Diante de toda a dor que Brumadinho vem vivenciando desde 2019, a AVABRUM busca ajudar os familiares das vítimas e a população como um todo a ressignificar o rompimento e seguir adiante.

A ressignificação da dor pelas mortes daqueles que amamos é o processo de construir novos sentidos para essa

experiência tão traumática, buscando aprendizagens e criando modos de promover a vida, como uma forma de honrar quem se foi.

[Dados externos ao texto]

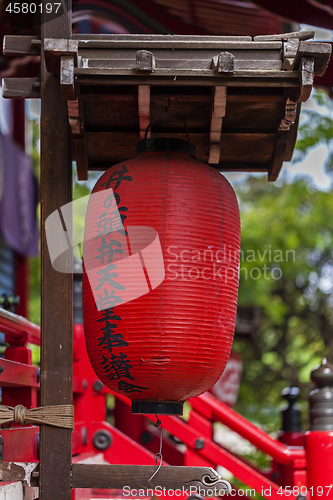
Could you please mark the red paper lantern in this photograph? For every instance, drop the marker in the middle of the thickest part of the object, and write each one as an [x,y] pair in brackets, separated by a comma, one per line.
[161,257]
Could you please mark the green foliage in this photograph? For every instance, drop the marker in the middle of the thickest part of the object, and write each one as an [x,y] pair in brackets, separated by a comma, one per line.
[316,130]
[287,235]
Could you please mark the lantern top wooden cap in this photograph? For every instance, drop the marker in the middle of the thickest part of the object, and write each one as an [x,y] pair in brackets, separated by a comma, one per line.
[166,144]
[240,96]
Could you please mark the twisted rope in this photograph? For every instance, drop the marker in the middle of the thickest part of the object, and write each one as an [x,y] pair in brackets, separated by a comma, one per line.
[57,416]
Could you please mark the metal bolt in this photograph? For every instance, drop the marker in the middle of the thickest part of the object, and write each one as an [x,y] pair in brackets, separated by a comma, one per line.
[84,433]
[98,386]
[102,440]
[199,444]
[146,437]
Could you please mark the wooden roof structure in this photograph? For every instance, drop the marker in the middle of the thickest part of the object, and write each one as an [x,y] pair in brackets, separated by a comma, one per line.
[239,96]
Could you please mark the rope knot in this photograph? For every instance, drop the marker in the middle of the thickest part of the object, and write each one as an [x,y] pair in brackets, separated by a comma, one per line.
[19,414]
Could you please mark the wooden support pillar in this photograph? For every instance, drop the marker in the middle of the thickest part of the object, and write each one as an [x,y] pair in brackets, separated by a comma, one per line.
[56,317]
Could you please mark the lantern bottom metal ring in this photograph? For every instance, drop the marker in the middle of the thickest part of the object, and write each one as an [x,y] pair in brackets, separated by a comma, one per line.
[157,407]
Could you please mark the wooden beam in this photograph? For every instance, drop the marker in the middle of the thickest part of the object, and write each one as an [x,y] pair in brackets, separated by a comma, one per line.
[21,88]
[27,472]
[302,93]
[137,476]
[224,62]
[56,296]
[218,112]
[21,45]
[81,157]
[289,115]
[67,82]
[55,48]
[144,109]
[145,61]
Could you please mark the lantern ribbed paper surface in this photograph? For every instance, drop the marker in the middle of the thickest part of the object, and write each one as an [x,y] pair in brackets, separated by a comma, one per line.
[160,284]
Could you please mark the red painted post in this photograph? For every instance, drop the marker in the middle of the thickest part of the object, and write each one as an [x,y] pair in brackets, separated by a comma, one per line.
[291,435]
[319,439]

E, para honrar as vidas perdidas, é preciso atuar para fazer a diferença, no presente. Acreditando nisso, a AVABRUM se dedica a conscientizar as pessoas acerca da luta por memória e justiça; a denunciar a seriedade do problema das barragens, que pode levar a outras tragédias como a de Brumadinho; e a promover ações que gerem oportunidades de educação, bem-estar, cultura e lazer para a população. É o que nos contaram, num bate-papo, as dirigentes Alexandra Andrade, Andresa Rodrigues, Josiane Melo e Maria Regina da Silva.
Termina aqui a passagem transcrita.